If you honestly think most companies employ software developers, have any interest in software development or indeed even the slightest desire in diverting resources into something that isn't a core competency of their business, you're massively deluded I'm afraid.
Well, I'm a man of science. It's very rare that I accept quantitative statements on faith alone. When you throw numbers at me, it would be nice to know how you derived those numbers. I'm not going to sit around and pick apart your statistical models. But it would be nice to have something more to back them up than well... nothing. Just saying.
And how much of that adoption was outside of the "big name" projects like Apache or Linux, both of which would fall under the category of having substantial commercial backing from known names. Nobody has argued that people avoid FOSS, rather that there is an inclination to prefer "known" products from reliable names far more then some random project started by your average Joe.

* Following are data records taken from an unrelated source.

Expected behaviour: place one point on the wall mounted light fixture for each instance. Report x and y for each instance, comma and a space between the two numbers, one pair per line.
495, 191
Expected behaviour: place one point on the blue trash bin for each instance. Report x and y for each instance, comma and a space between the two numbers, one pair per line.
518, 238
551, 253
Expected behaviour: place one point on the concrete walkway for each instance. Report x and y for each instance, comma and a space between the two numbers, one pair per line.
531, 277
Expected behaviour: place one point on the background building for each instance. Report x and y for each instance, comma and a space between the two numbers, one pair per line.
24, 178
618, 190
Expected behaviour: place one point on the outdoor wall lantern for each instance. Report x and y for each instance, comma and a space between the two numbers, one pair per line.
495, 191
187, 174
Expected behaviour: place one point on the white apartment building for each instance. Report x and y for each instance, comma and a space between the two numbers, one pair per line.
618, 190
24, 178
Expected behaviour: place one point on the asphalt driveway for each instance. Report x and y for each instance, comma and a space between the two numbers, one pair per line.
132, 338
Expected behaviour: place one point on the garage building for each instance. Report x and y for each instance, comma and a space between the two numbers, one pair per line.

Alright. But that's a fairly concrete hypothesis. It would need to be tested before I can argue for or against it.
It's worth noting that companies like Red Hat or Canonical support a huge variety of software, it's very hard to find something they won't "support" if you hand them money, and they have the expertise to do so generally speaking. That doesn't change your hypothesis, but it could potentially change the definition of "known" in the context of it.
Are you aware of the concept "statistically insignificant"?
So you'd like to discredit the study? Ah!
I am aware of the concept "statistically insignificant", but I assume my understanding is different than yours. I am not a pro-statistician by any means, so please free to explain how this study is statistically insignificant. Feel free to use to mathematical concepts in your argument. That would make it more enjoyable for me. I like Greek letters, they look very pretty in my font set.